The AfDB Annual Meetings serve as a platform for African leaders, policymakers, and development partners to strategies on sustainable growth and economic transformation across the continent.
President Mahama noted that Ghana is now well on track to achieve its medium-term debt sustainability targets ahead of schedule.
He explained that a weaker cedi in previous years had contributed significantly to the country’s debt accumulation, as more local currency was required to service debts denominated in foreign currencies.
The strengthening of the cedi, he said, has reversed this trend, providing substantial fiscal relief.
President Mahama added that if the current trajectory continues, Ghana could meet its debt-to-GDP target of 55 to 58 percent by the end of 2025—three years earlier than the original 2028 projection.
The President credited this progress to a combination of fiscal discipline and bold monetary policy interventions introduced by his administration over the last five months.
These measures, he said, have stabilised the macroeconomic environment, restored investor confidence, and created fiscal space for productive investments.
He also pointed to improved foreign exchange inflows, increased exports, and renewed macroeconomic stability as factors driving the cedi’s recent gains against major currencies, particularly the US dollar.
While acknowledging the positive impact of the cedi’s rebound, Mahama emphasised that his government remains focused on long-term economic reforms.
He said, “One of the push factors for the debt is the strength of the value of the local currency,” he explained. “Our debt continued to multiply because the cedi continued to grow weaker, and so you needed more cedis to service foreign-denominated debt.
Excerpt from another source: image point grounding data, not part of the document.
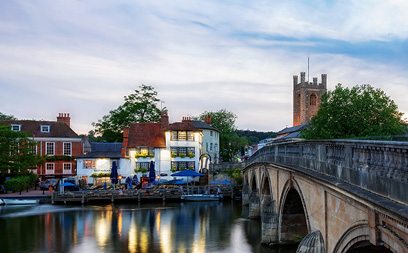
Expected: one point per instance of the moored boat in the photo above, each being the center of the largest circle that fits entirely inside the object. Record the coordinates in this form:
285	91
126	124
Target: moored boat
21	201
201	197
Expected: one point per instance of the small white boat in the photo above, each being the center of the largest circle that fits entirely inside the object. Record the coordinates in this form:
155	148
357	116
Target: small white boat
201	197
21	201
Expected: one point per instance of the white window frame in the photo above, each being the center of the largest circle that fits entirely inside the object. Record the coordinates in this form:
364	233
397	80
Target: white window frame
48	169
66	149
53	148
45	128
91	162
15	127
67	168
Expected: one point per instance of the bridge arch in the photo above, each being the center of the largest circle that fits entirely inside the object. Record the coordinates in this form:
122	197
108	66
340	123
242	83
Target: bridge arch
293	217
357	238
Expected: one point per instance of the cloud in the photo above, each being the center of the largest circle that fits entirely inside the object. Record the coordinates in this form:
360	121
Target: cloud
82	57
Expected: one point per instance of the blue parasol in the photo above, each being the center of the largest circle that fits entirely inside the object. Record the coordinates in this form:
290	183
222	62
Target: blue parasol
152	173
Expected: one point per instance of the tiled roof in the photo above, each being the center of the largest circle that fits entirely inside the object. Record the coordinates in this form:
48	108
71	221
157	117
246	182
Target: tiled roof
203	125
104	150
146	135
33	127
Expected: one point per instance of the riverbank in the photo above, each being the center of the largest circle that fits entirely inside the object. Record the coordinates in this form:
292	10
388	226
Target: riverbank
43	196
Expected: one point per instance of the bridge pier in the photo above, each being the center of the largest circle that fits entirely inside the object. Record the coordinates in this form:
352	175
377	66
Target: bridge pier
254	205
269	221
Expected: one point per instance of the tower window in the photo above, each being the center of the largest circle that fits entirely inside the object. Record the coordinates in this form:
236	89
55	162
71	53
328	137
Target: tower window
313	99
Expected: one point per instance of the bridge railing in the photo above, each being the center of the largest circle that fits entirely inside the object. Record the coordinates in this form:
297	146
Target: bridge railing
378	166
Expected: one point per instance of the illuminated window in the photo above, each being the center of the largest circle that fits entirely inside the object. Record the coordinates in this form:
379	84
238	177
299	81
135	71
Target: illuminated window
45	129
313	99
49	168
16	127
182	135
50	148
67	168
89	164
190	136
67	148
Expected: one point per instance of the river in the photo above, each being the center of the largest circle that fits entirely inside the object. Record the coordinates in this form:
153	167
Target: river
159	227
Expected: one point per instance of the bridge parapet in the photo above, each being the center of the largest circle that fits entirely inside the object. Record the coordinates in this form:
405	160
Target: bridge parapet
377	166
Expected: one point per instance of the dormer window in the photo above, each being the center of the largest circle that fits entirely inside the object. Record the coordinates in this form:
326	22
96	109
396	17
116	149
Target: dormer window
45	129
15	127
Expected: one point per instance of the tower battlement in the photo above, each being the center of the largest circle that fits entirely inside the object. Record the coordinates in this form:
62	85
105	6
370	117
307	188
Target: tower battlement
303	83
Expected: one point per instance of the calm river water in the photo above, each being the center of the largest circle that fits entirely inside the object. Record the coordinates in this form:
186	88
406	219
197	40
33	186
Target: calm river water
169	227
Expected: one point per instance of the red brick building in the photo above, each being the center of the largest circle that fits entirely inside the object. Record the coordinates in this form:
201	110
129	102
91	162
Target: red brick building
56	141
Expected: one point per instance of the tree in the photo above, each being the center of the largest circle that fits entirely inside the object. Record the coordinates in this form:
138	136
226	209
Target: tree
224	121
7	117
16	151
138	107
361	111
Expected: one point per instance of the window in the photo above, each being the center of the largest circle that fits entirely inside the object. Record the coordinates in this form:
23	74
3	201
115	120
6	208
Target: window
67	148
67	168
50	148
183	165
182	152
182	135
313	99
142	165
173	136
88	164
45	129
15	127
144	152
49	168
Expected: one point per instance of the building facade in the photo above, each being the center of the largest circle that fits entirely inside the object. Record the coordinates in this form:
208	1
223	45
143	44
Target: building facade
56	141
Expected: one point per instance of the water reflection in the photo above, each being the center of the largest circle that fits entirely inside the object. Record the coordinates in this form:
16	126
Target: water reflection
170	227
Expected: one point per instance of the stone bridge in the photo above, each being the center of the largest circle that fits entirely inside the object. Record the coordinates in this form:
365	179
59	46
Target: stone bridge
338	195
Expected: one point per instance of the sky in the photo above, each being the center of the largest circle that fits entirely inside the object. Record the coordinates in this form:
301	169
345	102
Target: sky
83	56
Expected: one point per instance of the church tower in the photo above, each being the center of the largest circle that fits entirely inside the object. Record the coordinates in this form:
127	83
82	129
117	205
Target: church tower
307	98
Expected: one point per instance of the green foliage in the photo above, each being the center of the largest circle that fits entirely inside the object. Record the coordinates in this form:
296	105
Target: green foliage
253	137
7	117
16	151
224	121
138	107
361	111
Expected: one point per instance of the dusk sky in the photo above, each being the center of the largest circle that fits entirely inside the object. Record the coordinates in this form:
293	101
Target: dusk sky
83	57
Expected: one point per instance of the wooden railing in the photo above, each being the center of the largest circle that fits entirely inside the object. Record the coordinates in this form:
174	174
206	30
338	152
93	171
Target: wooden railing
378	166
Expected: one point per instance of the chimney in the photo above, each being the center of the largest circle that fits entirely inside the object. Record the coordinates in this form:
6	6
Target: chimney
164	121
64	118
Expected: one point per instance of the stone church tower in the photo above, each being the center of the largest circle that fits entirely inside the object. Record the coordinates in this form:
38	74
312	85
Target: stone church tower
306	98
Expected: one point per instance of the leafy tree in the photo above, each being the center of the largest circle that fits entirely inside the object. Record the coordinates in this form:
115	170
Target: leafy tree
361	111
7	117
138	107
16	151
224	121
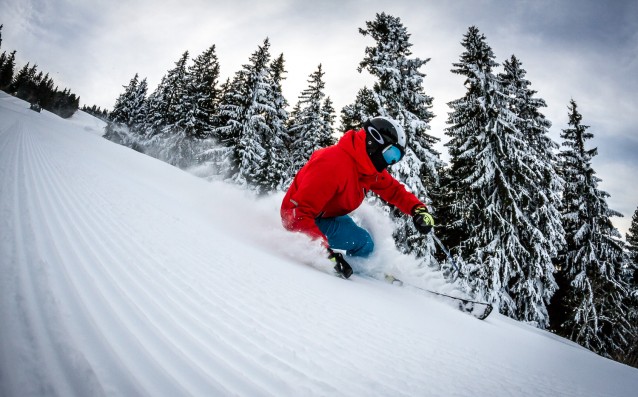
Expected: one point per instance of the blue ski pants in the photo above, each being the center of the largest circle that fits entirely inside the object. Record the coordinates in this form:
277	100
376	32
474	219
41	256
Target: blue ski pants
344	234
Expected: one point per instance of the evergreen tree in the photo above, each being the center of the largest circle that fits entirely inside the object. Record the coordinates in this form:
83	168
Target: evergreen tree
398	93
544	240
310	129
21	79
489	191
7	71
123	110
175	95
126	123
242	116
275	164
590	267
364	107
632	240
630	357
202	94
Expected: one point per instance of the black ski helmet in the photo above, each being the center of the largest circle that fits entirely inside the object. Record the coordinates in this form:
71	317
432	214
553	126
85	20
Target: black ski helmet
381	134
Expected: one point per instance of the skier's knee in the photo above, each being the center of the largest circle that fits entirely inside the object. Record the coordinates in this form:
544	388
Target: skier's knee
365	249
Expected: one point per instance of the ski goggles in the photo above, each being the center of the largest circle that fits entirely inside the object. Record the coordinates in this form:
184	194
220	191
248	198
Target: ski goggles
392	154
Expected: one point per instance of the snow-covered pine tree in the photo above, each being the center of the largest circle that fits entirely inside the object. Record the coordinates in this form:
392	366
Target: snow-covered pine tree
398	93
7	71
275	164
201	94
590	267
632	241
364	107
631	278
310	129
128	115
243	122
547	236
489	193
168	117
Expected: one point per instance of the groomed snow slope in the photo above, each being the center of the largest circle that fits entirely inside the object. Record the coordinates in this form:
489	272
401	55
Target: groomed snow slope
121	275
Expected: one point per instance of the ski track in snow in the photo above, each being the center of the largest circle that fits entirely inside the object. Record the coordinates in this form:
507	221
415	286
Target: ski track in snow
121	275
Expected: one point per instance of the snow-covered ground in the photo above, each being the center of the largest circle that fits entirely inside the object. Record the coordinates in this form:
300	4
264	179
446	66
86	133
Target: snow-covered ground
121	275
Fortunately, the measures we have put in place have begun to show results, and the cedi has been strengthening. We’ve reduced our total debt over the last five months by almost 150 billion cedis, which is very significant.”
“If that trajectory continues, the target of reaching 55 to 58 per cent debt sustainability by 2028 will be reached by the end of this year, and that means that it gives us fiscal space to begin to invest in the most productive sectors of the economy,” he stated.
“We need to look inward, boost domestic revenue, cut wasteful government expenditure, fight corruption, and introduce better accountability in governance,” he stressed.